The New Map Of The Milky Way Shows 1.7 Billion Stars

Editorials News | May-10-2018

The New Map Of The Milky Way Shows 1.7 Billion Stars

Nearly 1.7 billion stars have been plotted in unprecedented detail with highly anticipated release of data from the European Space Agency's Gaia spacecraft. The $1 billion (750 million euros) Gaia spacecraft launched in 2013 for a five-year mission to map the night sky with unmatched accuracy.

The spacecraft is placed far beyond the moon's orbit, in the Lagrange-2, or L2, point, a gravitationally stable spot about 1 million miles (1.5 million kilometers) away from Earth. Unlike space telescopes such as Hubble that orbit the Earth, Gaia can scan the cosmos without Earth blocking a large chunk of its view.

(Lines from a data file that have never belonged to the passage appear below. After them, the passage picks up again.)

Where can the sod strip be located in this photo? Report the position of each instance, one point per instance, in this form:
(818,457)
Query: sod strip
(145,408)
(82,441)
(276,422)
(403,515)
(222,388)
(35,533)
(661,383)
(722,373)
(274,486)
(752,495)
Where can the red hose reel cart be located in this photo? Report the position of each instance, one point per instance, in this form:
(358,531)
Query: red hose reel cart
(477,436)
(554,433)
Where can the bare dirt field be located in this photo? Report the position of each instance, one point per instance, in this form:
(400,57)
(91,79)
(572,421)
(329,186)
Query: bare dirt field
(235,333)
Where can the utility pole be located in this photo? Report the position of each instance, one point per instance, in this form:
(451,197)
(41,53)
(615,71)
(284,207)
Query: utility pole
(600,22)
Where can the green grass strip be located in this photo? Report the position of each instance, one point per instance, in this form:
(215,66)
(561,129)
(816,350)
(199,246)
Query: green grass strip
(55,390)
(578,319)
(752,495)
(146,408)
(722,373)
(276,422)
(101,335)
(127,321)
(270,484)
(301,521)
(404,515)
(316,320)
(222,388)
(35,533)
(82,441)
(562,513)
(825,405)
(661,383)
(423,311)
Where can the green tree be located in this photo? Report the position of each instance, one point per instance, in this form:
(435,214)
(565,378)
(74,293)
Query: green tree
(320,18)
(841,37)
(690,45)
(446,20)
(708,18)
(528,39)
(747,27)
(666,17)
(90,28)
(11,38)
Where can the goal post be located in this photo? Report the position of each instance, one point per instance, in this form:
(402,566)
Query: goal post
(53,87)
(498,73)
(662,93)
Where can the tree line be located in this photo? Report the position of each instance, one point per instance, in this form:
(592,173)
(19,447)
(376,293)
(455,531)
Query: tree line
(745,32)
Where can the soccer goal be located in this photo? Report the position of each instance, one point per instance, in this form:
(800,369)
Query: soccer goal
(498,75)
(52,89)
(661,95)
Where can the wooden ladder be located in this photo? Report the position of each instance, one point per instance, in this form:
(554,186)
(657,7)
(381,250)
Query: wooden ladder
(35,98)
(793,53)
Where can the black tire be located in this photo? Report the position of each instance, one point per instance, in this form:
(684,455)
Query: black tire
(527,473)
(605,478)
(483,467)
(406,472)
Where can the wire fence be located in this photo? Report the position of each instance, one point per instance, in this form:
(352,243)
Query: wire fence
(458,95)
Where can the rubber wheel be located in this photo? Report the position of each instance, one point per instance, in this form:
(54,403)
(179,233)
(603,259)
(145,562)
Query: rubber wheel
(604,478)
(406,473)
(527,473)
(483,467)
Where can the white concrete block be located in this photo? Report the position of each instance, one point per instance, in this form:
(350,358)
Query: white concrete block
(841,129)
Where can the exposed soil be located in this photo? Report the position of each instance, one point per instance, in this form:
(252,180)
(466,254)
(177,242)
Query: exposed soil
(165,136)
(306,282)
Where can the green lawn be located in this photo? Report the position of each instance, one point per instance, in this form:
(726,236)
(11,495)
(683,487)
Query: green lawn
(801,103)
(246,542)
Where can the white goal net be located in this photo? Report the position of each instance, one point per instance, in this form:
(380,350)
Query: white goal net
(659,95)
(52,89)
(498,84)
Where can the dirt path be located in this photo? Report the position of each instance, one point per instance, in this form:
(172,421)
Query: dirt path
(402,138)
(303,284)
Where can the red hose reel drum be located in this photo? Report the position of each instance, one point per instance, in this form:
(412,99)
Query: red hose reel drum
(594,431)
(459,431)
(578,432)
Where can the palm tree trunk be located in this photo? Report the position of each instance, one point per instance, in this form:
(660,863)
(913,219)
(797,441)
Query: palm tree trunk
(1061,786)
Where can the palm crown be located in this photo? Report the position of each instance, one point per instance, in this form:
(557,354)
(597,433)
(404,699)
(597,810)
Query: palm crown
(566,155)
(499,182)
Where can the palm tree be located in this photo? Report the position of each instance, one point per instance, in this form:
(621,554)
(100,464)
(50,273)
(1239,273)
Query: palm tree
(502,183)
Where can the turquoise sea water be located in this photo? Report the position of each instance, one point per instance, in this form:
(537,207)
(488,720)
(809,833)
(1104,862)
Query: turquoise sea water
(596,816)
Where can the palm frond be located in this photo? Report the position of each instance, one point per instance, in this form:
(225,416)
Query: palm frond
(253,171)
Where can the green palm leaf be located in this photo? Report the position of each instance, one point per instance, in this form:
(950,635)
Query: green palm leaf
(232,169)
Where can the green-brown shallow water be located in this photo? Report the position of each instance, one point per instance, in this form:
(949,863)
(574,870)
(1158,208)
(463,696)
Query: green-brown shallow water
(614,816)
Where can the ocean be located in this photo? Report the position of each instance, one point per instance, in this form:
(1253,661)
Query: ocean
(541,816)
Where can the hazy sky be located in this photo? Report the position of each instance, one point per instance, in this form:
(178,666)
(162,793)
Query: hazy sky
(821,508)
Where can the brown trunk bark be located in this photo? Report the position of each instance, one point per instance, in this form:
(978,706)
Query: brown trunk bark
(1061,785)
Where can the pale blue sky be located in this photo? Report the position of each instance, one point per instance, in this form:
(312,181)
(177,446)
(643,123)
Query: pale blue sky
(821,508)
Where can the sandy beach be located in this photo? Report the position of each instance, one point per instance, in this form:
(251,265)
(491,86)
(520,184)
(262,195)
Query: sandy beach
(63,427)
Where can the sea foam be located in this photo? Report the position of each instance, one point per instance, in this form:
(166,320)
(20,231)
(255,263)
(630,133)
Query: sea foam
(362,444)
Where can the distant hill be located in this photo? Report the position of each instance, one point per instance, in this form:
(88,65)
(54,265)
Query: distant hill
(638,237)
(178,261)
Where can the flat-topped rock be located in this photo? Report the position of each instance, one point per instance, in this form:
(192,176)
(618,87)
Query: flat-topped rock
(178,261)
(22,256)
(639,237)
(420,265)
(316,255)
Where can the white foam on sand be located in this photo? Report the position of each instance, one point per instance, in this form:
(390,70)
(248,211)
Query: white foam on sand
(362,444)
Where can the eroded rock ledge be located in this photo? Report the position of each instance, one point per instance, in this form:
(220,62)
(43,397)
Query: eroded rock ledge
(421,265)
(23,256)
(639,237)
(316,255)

As it rotates in space, Gaia measures about 100,000 stars each minute and covers the whole sky in about two months. Each star is measured 70 times on an average. Gaia launched in 2013, and released their first batch of data in September 2016. Those data included distances and motions of roughly 2 million stars; the new data up that number to 1.3 billion.

The Gaia mission also examines the brightness, colors and surface temperatures of some stars, and the amount of space dust between us and them. Looking beyond stars, the data includes the positions of over 14,000 asteroids. While 1.7 billion stars may be hard to wrap your head around, NASA says scientists estimate there are at least 100 billion stars (and maybe as many as 400 billion) in the Milky Way alone.